Werde Teil unserer Community
Community-Feed
-
bloodychaos postete ein Update vor 3 Tagen, 7 Stunden
Hey, brauche Eure Hilfe. Habe den G7 genutzt. Als der über mehrere Monate (Frühjahr/Sommer 2025) massive Probleme (teils Abweichungen von 150 mg/dL, Messfaden schaute oben heraus) machte bin ich zum G6 zurückgegangen. Dessen Produktion wird nun eingestellt. Ich habe solche Panik, wieder den G7 zu nutzen. Habe absolut kein Vertrauen mehr in diesen Sensor. Aber mit meiner TSlim ist nur Dexcom kompatibel. Ich weiß nicht was ich machen soll, ich habe solche Angst.
-
loredana postete ein Update vor 5 Tagen, 4 Stunden
Die Registrierung mit dem Geburtsjahr war echt sportlich. Wollte es schon fast wieder abbrechen.
-

Mit “meinem” Omnipod 5 wird der Dexcom G7 Ende 2026 voraussichtlich der einzige verfügbare Sensor sein.
So richtig begeistert über die Einstellung des G6 bin ich auch nicht, auch wenn es absehbar war.
Ich habe einfach die Hoffnung, dass die Qualitätsprobleme beim G7 bis dahin ausgestanden sind.
Ich warte das Thema noch einige Monate ab.
Wenn ich Ende 2026 feststelle, dass die Kombination aus meiner Pumpe und dem CGM für mich nicht funktioniert, bin mir sicher, dass meine Diabetes-Ärztin und ich eine gute Lösung für mich finden.
Hier habe ich aufgeschnappt, dass für die t:slim wohl eine Anbindung des Libre 3 in der Mache ist:
https://insulinclub.de/index.php?thread/36852-t-slim-mit-libre-3-wann/
Leider steht keine überprüfbare Quelle dabei. 🤷♂️
Ein weiterer mir wichtiger Gedanke:
Angst und Panik sind in diesem Zusammenhang vermutlich keine hilfreichen Ratgeber. Hoffentlich schaffst Du es, dem Thema etwas gelassener zu begegnen.
(Das sagt der Richtige: Ich habe in meinem letzten DiaDoc-Termin auch die Hausaufgabe bekommen, mal zu schauen, was mir gut tut.)
@ole-t1: Hey Ole, ganz lieben Dank für Deine Nachricht. Die Produktion des G6 endet laut einem Artikel auf dieser Seite ja zum 1. Juli 2026. Wann der Libre3 mit der TSlim kompatibel sein wird weiß man ja noch nicht. An sich gefällt mir Dexcom auch besser als Libre und die erste Zeit lief der G7 ja auch super bei mir. Ich kann mir schwer vorstellen, dass der G7 von heute auf Morgen nicht mehr bei mir funktioniert? Es gab ja auch das Gerücht das Dexcom eine zeitlang Produktionsprobleme hatte, dass wäre ja eine Erklärung, aber da geht Dexcom natürlich auch nicht mit hausieren.

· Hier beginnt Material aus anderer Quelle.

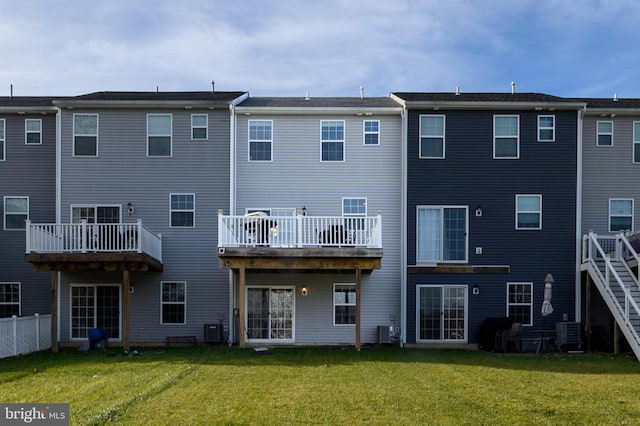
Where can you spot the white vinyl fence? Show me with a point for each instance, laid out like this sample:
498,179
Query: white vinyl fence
23,335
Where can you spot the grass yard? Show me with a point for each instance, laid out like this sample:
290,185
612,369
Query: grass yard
327,385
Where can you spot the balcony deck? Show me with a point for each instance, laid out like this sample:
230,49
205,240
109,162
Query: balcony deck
300,242
93,247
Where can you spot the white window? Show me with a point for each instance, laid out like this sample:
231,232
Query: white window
260,140
85,135
16,212
332,140
174,302
636,141
620,215
604,133
506,136
9,299
529,211
159,134
199,126
183,210
432,136
344,304
546,128
3,142
371,132
520,302
442,234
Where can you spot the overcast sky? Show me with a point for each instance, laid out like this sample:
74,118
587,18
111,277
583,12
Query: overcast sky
585,48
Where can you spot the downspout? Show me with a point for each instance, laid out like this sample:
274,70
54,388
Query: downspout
403,229
578,300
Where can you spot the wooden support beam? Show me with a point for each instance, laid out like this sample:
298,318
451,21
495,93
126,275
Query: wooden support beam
125,308
358,310
241,307
54,311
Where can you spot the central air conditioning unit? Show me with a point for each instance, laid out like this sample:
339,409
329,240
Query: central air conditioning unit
385,334
213,333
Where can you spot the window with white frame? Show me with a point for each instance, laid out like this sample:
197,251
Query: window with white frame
332,140
33,131
604,133
371,132
174,302
442,234
529,211
260,140
636,141
183,210
432,136
506,136
3,142
159,134
620,215
520,302
546,128
344,304
9,299
16,212
85,135
199,126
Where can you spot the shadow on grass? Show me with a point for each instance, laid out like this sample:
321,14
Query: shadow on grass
321,356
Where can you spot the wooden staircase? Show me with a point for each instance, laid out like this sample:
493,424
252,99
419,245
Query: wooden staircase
612,263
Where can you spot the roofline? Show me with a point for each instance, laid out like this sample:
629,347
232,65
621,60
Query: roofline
506,105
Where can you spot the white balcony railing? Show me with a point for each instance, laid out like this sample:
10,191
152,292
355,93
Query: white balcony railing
299,231
93,238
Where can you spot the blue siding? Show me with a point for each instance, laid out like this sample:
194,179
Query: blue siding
469,176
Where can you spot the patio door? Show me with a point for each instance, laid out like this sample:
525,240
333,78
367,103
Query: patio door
95,306
270,313
442,313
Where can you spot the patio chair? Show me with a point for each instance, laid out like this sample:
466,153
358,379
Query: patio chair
512,335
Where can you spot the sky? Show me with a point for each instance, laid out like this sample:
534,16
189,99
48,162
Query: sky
572,48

@bloodychaos: Moin, ich benutze den G 7 seit Dezember 2022 (vorher G 6). Seit Dezember 2024 in Kombination mit der t:slim X 2 Ja, es hat immer mal wieder einen Sensor gegeben, der nicht richtig funktioniert hat . Dann wurde ein neuer gesetzt, der Vorfall an Dexcom gemeldet und es gab dann wenige Tage später einen neuen Sensor.
Wie ole-t1 schon geschrieben hat, erst einmal die Ruhe bewahren und nicht in Panik verfallen. Alle auf dem Markt erhältlichen Sensoren haben Schwankungen in der Genauigkeit ihrer Angaben. Wichtig ist daher zu beurteilen, ob das, was der Sensor anzeigt, überhaupt sein kann.
Zum Beispiel durch blutiges Nachmessen (dabei bitte dran denken, dass der Gewebezucker, den die Sensoren messen, rd. 20-30 Minuten hinter dem Blutzucker hinterher hinkt).